Fishermen at the Kisove landing site on Lujjabwa Island in Mazinga sub-county, Kalangala district, are facing a challenging situation as more than 60 boats find themselves trapped due to a blockage caused by water hyacinth. The dense mats of water hyacinth have effectively clogged the landing site, preventing the boats from entering or exiting.
The water hyacinth is suspected to have traveled from Bukoba in Tanzania across Lake Victoria, causing the obstruction. Since Sunday evening, November 26, fishermen have been avoiding the plants due to concerns about potential snake infestations. Two snakes, believed to be pythons, were killed after emerging from the hyacinth, heightening worries among the fishermen.
Umar Tamale, a fisherman, shared that, in addition to pythons, dangerous snakes, including cobras, have been discovered in the hyacinth and have sought refuge in the blocked fishing boats. The situation has become alarming, with reports of snakes attacking individuals attempting to approach their boats.
Fishermen are also apprehensive about the presence of other hazardous aquatic creatures, such as blood-sucking flukes, within the water hyacinth. The affected fishermen have appealed to the district disaster and management committee for assistance. However, committee head David Omongot stated that no resources have been allocated to address such disasters.
Recalling the year 2000, when water hyacinth was widespread on Lake Victoria, David Balironda, a senior farming officer, mentioned efforts to remove and dry the plants to prevent regrowth.

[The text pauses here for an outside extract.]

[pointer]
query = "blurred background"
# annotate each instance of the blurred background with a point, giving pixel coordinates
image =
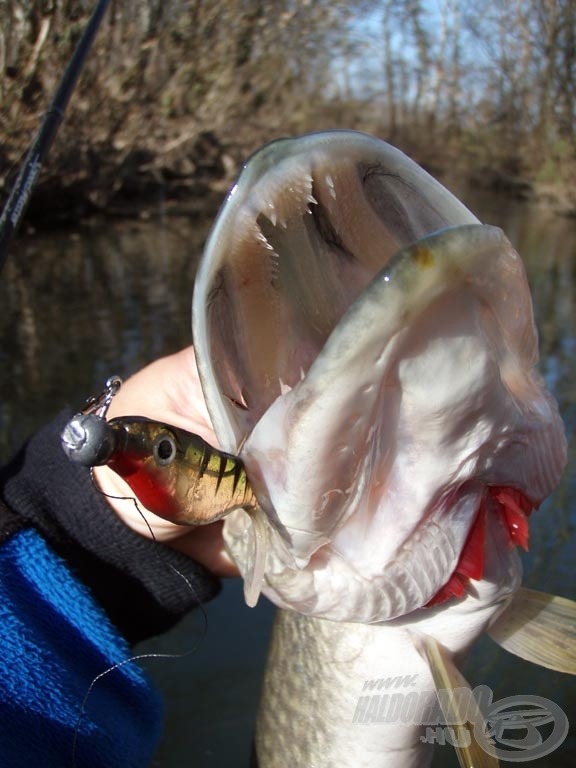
(175, 95)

The government provided support, including overalls, forked spades, wheelbarrows, grooves, and boots, to aid fishermen in combating the issue.
Water hyacinth is notorious for its rapid growth, producing thousands of seeds annually that can remain viable for up to 30 years. The plant, considered one of the fastest-growing, can double its population in just two weeks.
Resty Nakawungu, the Mazinga Sub-County councillor, has appealed to the Ministry of Agriculture, Animal Industry, and Fisheries to intervene and assist the stranded fishermen, whose livelihoods depend on fishing. Water hyacinth, besides causing blockages, poses ecological risks by depleting water bodies of oxygen, increasing water loss, and providing breeding grounds for mosquitoes. The uncontrolled growth of water hyacinth can lead to the destruction of native habitats, threatening local wildlife.